Philly and South Jersey Gothic: On Jay A. Gertzman’s “Pulp According to David Goodis”

By Woody HautMarch 7, 2019

Philly and South Jersey Gothic: On Jay A. Gertzman’s “Pulp According to David Goodis”

Pulp According to David Goodis by Jay A. Gertzman

HARD-BOILED NOIR FICTION has produced more than its share of cult writers, but pulp novelist and periodically successful Hollywood screenwriter David Goodis is in a league of his own.

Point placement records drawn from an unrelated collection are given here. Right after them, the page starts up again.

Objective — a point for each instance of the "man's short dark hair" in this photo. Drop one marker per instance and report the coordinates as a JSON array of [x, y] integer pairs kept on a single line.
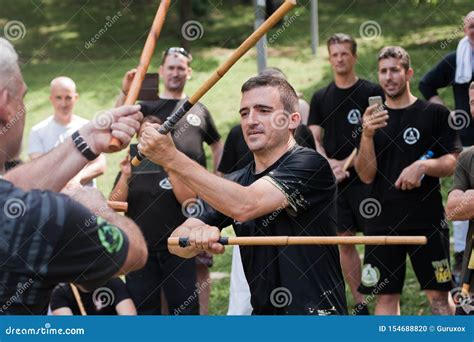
[[288, 96], [395, 52], [341, 38], [179, 51]]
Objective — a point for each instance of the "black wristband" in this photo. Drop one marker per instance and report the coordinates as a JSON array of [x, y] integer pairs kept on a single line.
[[82, 146]]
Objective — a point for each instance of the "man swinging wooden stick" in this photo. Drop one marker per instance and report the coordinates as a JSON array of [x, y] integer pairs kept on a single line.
[[289, 190]]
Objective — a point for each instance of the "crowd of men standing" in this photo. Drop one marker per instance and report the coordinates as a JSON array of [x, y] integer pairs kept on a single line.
[[297, 178]]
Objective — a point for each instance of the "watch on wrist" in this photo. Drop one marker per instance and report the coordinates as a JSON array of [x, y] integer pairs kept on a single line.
[[82, 146]]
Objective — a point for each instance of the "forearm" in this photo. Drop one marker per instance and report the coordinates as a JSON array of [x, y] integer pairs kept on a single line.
[[92, 170], [366, 160], [436, 99], [460, 206], [231, 199], [120, 191], [65, 160], [183, 231], [217, 149], [439, 167], [181, 191]]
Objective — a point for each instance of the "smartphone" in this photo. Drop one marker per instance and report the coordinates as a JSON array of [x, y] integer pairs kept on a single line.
[[376, 100]]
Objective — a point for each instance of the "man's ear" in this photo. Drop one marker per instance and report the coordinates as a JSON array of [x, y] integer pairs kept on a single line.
[[295, 120], [410, 73], [190, 73]]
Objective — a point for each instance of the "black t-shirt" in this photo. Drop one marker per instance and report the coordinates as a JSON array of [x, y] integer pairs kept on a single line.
[[47, 238], [237, 155], [196, 127], [100, 301], [152, 204], [339, 112], [410, 133], [308, 276], [443, 75]]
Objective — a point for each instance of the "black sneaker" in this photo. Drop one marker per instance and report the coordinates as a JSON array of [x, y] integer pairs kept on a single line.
[[361, 309]]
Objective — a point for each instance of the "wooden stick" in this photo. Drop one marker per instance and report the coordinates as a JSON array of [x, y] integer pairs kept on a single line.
[[121, 207], [221, 71], [145, 60], [349, 160], [310, 240], [77, 296]]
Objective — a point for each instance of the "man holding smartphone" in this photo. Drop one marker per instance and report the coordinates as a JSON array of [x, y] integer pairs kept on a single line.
[[406, 188], [336, 111]]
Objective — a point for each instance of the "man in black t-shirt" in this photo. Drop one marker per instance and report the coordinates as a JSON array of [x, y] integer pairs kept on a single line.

His status, first nurtured in France through Gallimard’s Série Noire imprint, has grown steadily since François Truffaut’s film Tirez sur le pianiste, based on Goodis’s novel Down There (1956), was released in 1960. That book would be reprinted in the United States a few years later by Grove Press, retitled, to capitalize on the film, Shoot the Piano Player (1962). What success the latter garnered no doubt had less to do with Goodis’s name and reputation than with Truffaut’s, though Henry Miller’s blurb gracing its cover might have given the reprint added heft. Yet even before Down There’s initial publication as a Gold Medal paperback in 1956, Goodis had some 14 novels under his belt, including pulp classics like Dark Passage (1946), adapted for the screen by Delmer Daves in 1947; Nightfall (1947), adapted by Stirling Silliphant for Jacques Tourneur in 1957; and The Burglar (1953), filmed by Paul Wendkos in 1957 from a screenplay — his most accomplished — by Goodis himself.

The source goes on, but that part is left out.